Let’s Have A Break

I often wonder how many of the injuries reported by employers to their employees are fraudulent. As there are no statistics in this regard it will, I think, always be a matter for speculation. Seeing that there are so many holidays during April and May, I thought we might as well join this festive mood and be less serious.

A few weeks ago I was watching an overseas news broadcast from England and I was quite amused by a video clip accompanied by a news item regarding a man who has been in receipt of an incapacity allowance for a number of years. That fact in and of itself is obviously not newsworthy, especially coming from England; what was amusing to say the least was that the video clip showed him refereeing a soccer match. The outcome of the affair was to my knowledge never revealed but I can just imagine that it must have had serious consequences.

The UK incident reminded me of several similar incidents that I have experienced during my career as Compensation Commissioner. I can share some of these cases with you but I will confine them to those where I am almost certain the parties are no longer in a position to surf the internet, if you get my meaning.
Back injuries, not mine, and a large number of them, have really contributed to my premature ageing.
You would not believe to what lengths people go to prove that they have injured their backs at work. Despite all the medical evidence such as radiological tests and the reports, orthopaedic examinations and related tests, etc. once the party focuses on the compensation for permanent disablement benefits for a back condition, he or she seldom gives up.

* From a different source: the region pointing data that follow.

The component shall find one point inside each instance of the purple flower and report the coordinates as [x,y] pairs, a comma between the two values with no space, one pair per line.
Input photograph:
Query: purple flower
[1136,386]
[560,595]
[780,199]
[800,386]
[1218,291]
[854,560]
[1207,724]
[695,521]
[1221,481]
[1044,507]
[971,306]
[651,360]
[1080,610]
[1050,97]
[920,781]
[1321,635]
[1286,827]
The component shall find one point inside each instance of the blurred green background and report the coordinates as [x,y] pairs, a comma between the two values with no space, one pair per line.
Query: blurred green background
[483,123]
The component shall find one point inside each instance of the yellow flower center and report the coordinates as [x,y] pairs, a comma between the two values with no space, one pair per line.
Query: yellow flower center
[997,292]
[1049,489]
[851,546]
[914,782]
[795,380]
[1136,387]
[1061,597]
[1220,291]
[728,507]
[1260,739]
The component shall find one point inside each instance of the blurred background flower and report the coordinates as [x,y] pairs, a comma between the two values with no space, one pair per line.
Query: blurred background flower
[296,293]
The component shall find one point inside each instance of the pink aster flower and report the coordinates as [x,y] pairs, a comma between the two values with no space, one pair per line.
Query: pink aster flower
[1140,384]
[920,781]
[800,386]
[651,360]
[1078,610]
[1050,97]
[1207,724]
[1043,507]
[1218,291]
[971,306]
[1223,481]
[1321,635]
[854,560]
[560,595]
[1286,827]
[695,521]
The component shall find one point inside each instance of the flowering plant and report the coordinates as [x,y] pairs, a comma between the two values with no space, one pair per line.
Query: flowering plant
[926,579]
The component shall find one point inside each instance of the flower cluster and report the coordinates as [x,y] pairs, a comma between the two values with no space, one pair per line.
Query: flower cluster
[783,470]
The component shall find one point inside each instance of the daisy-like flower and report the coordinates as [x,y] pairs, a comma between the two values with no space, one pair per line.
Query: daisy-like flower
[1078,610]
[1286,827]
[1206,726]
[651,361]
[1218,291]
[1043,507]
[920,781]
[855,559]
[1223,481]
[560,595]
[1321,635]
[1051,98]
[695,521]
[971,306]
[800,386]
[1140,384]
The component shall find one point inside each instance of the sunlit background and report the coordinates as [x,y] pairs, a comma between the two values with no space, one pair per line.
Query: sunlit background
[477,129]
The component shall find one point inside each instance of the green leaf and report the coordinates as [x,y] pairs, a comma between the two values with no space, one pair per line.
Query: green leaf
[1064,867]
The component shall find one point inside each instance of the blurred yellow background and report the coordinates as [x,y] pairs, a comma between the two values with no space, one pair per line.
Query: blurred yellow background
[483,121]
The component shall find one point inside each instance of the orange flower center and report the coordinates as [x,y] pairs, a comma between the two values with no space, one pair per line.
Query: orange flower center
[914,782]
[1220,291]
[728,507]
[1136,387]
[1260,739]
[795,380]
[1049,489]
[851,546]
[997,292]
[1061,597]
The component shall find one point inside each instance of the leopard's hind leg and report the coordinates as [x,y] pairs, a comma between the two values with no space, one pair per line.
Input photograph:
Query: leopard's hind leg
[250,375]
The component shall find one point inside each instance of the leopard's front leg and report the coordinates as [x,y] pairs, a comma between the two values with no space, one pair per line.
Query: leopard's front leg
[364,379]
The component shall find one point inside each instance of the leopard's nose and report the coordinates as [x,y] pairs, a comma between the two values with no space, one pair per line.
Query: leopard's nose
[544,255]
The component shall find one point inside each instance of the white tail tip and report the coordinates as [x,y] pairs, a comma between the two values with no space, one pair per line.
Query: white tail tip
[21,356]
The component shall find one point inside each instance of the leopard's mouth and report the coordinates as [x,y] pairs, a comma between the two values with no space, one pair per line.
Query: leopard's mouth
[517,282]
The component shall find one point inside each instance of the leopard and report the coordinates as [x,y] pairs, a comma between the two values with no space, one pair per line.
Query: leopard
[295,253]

At one stage we were so desperate that we decided to pay personal visits to claimants at home to discuss their cases before being heard at statutory formal tribunal hearings. Although we never intended catching anyone out, it was on more than one of these surprise visits that we found the “seriously disabled” individuals engaged in intensive gardening. Mowing the lawn could perhaps be forgiven, I mean after all it just guiding the lawnmower, but the spade work that some of them were up to could have been advertisements for pain killers. No-one would have believed these people were victims of disabling accidents. When introducing oneself the reactions were so colourful that I will rather not discuss them in this contribution. Should you want to become familiar with the vocabulary, I suggest that you watch one of the American movies which deal with this problem. Believe it or not, in the USA they have private eyes (PI’s) specialising in catching the claimants of fraudulent claims for injuries on duty and other accident insurance. It is real comedy.

Before concluding the back injury scenario which caused so many problems, just a few more interesting cases, again cryptically quoted as the claimants may still be around. A person who sustained a rather minor injury and who was declared medically unfit by his employer because of it, continue to play his regular weekly round of golf after he was “on pension”. The Compensation Commissioner repudiated the claim but lost the litigation that followed. Maybe the Compensation Commissioner’s medical advisors were mistaken, it is possible; but what is really amazing is how somebody who cannot work because of constant pain can partake in such a physically demanding sport. (Not the 19th hole!)

The last thought about backs is something that is a fact but has nothing to do with fraud or the so-called “compensitis”. I know of at least two people who have played Springbok rugby after permanent disablement benefits were awarded to them. I can not go into the details but it is possible. I however repeat that this was all above board and nothing underhand happened. It can still happen today but it is very unlikely, unless, the legal situation changes to the extent where it is decided by our courts that professional sport persons are “employees” in terms of the COID Act and that they are thus entitled to the benefits provided for in the COID Act. Watch this space, I have a funny feeling that this is not far off.

To conclude in this lighter vein I want to share with you an incident that happened during a formal hearing of a man who alleged that he had very little mobility left in his shoulder as a result of an accident at work. The Compensation Commissioner accepted the accident and liability for the medical costs but repudiated the allegation that the shoulder had become immobile. (The so-called “frozen shoulder”). As a result thereof, a formal hearing to adjudicate the injured man’s objection was held in terms of the COID Act. One of the assessors was a medical practitioner. He, with all due respect to him, was inclined to catch the injured objectors out during the hearing and, to his credit, it did work on several occasions. After having listened to the employee’s evidence about his “frozen” shoulder with a demonstration as to the fact that he could no longer lift his arm, he was requested by our doctor assessor to demonstrate to the tribunal how high he could have lifted his arm before the accident. Then the doctor got the surprise of his life when the witness responded (in Afrikaans): “Have you not listened to what I have been saying the whole morning!”
That was the last time that the dear doctor tried that ploy to catch a witness lying.